Last week I saw this blog entry come through my RSS reader – Digital Learning Now Shows State Progress. If you aren’t familiar with this, it is the annual ranking of how states are progressing in implementing the neo-liberals agenda of education and digital education. Believe it or not, that is the nice or politically correct description of the rankings.
The honest description is that it is a ranking of how easy companies can come in, set-up shop, get approval for sub-standard online programs, and then rape and pillage public education.
Either way, it isn’t an actual ranking of how well states are doing with digital learning!
Now the actual report for 2013 is available at http://reportcard.digitallearningnow.com/wp-content/uploads/2014/02/DLN_ReportCard_FINAL.pdf and the press release is available at http://www.digitallearningnow.com/press-release/2013-digital-learning-report-card-signals-progress-in-high-quality-digital-learning-options/.

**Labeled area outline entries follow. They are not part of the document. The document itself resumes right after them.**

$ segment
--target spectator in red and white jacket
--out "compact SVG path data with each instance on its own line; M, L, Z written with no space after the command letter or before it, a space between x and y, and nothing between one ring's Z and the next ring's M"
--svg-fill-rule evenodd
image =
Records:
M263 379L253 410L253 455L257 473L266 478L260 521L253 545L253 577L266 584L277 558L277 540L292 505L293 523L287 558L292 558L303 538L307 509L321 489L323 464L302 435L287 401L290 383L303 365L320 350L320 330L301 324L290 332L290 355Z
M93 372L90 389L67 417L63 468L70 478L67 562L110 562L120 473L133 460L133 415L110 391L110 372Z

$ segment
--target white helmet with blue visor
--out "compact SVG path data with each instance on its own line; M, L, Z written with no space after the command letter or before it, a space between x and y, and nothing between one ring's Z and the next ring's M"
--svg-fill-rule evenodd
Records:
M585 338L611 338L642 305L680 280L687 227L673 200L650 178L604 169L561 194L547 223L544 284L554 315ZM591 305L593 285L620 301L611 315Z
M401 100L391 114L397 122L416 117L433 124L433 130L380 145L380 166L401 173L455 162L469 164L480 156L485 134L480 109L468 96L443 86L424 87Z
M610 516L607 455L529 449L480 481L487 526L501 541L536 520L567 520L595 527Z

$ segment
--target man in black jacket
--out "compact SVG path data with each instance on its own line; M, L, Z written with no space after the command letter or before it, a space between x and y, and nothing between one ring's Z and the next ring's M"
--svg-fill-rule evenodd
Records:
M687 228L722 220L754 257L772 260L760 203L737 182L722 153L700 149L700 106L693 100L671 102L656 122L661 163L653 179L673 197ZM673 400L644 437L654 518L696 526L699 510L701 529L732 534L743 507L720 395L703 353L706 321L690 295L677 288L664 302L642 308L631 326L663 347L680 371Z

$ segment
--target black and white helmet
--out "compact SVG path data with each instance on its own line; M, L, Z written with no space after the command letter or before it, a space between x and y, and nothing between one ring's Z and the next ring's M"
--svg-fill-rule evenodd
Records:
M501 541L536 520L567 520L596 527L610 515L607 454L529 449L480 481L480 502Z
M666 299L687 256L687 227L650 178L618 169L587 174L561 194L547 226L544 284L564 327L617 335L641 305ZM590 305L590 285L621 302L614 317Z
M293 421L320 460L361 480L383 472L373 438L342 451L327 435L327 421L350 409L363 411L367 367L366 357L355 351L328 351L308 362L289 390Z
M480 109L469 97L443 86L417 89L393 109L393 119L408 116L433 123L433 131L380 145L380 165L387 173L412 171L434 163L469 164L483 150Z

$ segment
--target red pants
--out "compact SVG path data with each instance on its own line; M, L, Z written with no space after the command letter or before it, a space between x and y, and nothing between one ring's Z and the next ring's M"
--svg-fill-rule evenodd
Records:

The new state-by-state map isn’t available yet, but you can access the 2012 one at http://www.digitallearningnow.com/reportcard/#grade0. It is interesting to actually look at individual state profiles.
I see that my current state, Connecticut, was dead last in 2012. I’m kind of proud of my new state for that fact. It is interesting to note some of the individual statements that each state is graded on.
2. All students must complete at least one online course to earn a high school diploma.
Limited research that is available indicates that learning at a distance in the K-12 environment has little, and even a negative, effect on their ability to learn at a distance later in life.
4. No school district may restrict student enrollment in full-time online school or in an individual online course through enrollment caps or geographic boundaries.
Research has shown that full-time online programs that have a managed growth and/or limited geographic reach have much greater success than those without either.
13. No additional burdens are placed on the approval and procurement processes for digital content beyond those for print content.
23. Online providers, including virtual charter schools, full-time online providers, and individual online course providers, are allowed to appeal decisions or revise and resubmit their applications after a denial.
24. multiple opportunities during the year are available for virtual charter schools, full-time online providers, and individual online course providers to apply for approval.
25. Approval of digital providers lasts for three or more years
History has shown that cyber charter providers have fought any additional regulations placed on them through initial and on-going approval. Yet, these criteria all run counter to a state’s ability to manage this criteria:
29. As determined by outcomes-based student-performance data, these poor performing schools and courses must be closed: a. virtual charter schools. b. full-time online schools. c. individual online course providers.
If there is little to no oversight and if it is almost impossible to block programs that have been shown to be of poor quality, it makes it difficult to closed or prevent poor performing schools.
34. The same per-pupil funding with the same payment process is provided to all virtual charter schools, full-time online schools, and individual online course providers, regardless of whether the school is public, charter, not-for-profit, or for-profit.
Research and ideologically-based policy documents, including those published by neo-liberal think tanks, have said that full-time online learning costs less. This is an effort to maximize profits, plain and simple.
Just more examples of how the neo-liberal agenda for K-12 online learning runs counter to available research.